Statistical Analysis ######################
Now let’s use the t.test() function to test our two-sample t-test. Let’s make our t-test two-sided and assume that the variance of both groups are equal (i.e. pooled variance estimate or student’s t-test)!
Remember X will be our binary factor variable and y will be our ordinal/continuous variable.
t.test(mrclean$Suicide_Consider ~ mrclean$Bullied_Online, var.equal = TRUE)
##
## Two Sample t-test
##
## data: mrclean$Suicide_Consider by mrclean$Bullied_Online
## t = -21.249, df = 7893, p-value < 2.2e-16
## alternative hypothesis: true difference in means between group 1 and group 2 is not equal to 0
## 95 percent confidence interval:
## -0.2755602 -0.2290131
## sample estimates:
## mean in group 1 mean in group 2
## 1.133598 1.385885
#Hint: t.test(y variable ~ x variable, alternative = "two.sided or one.sided", var.equal = TRUE or FALSE)
#Hint: t.test(y variable ~ x variable, alternative = "two.sided", var.equal = TRUE)
Was your hypothesis supported? How do you know?
"My hypothesis was supported because the p-value is small, meaning we reject the null hypothesis. Though it is a small difference numerically, group 2 is slightly higher- people who were bullied online have considered suicide. There is a positive correlation."
## [1] "My hypothesis was supported because the p-value is small, meaning we reject the null hypothesis. Though it is a small difference numerically, group 2 is slightly higher- people who were bullied online have considered suicide. There is a positive correlation."
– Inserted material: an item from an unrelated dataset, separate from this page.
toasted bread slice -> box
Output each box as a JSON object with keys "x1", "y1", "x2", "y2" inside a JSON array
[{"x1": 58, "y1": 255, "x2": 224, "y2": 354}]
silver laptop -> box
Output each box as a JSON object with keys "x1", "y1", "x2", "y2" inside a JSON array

#Note: Reference the p-value and directionality of the relationship (reference the means)
#Note: Remember what group 1 & group 2 refer to!
Provide an explanation for why your hypothesis was supported or not supported. Again try to reference psychological theory or any possible limitations of the survey design and/or sample of the dataset.
"My hypothesis was supported because if someone is bullied online, especially if continously, they're more likely to experience depressing thoughts such as suicide."
## [1] "My hypothesis was supported because if someone is bullied online, especially if continously, they're more likely to experience depressing thoughts such as suicide."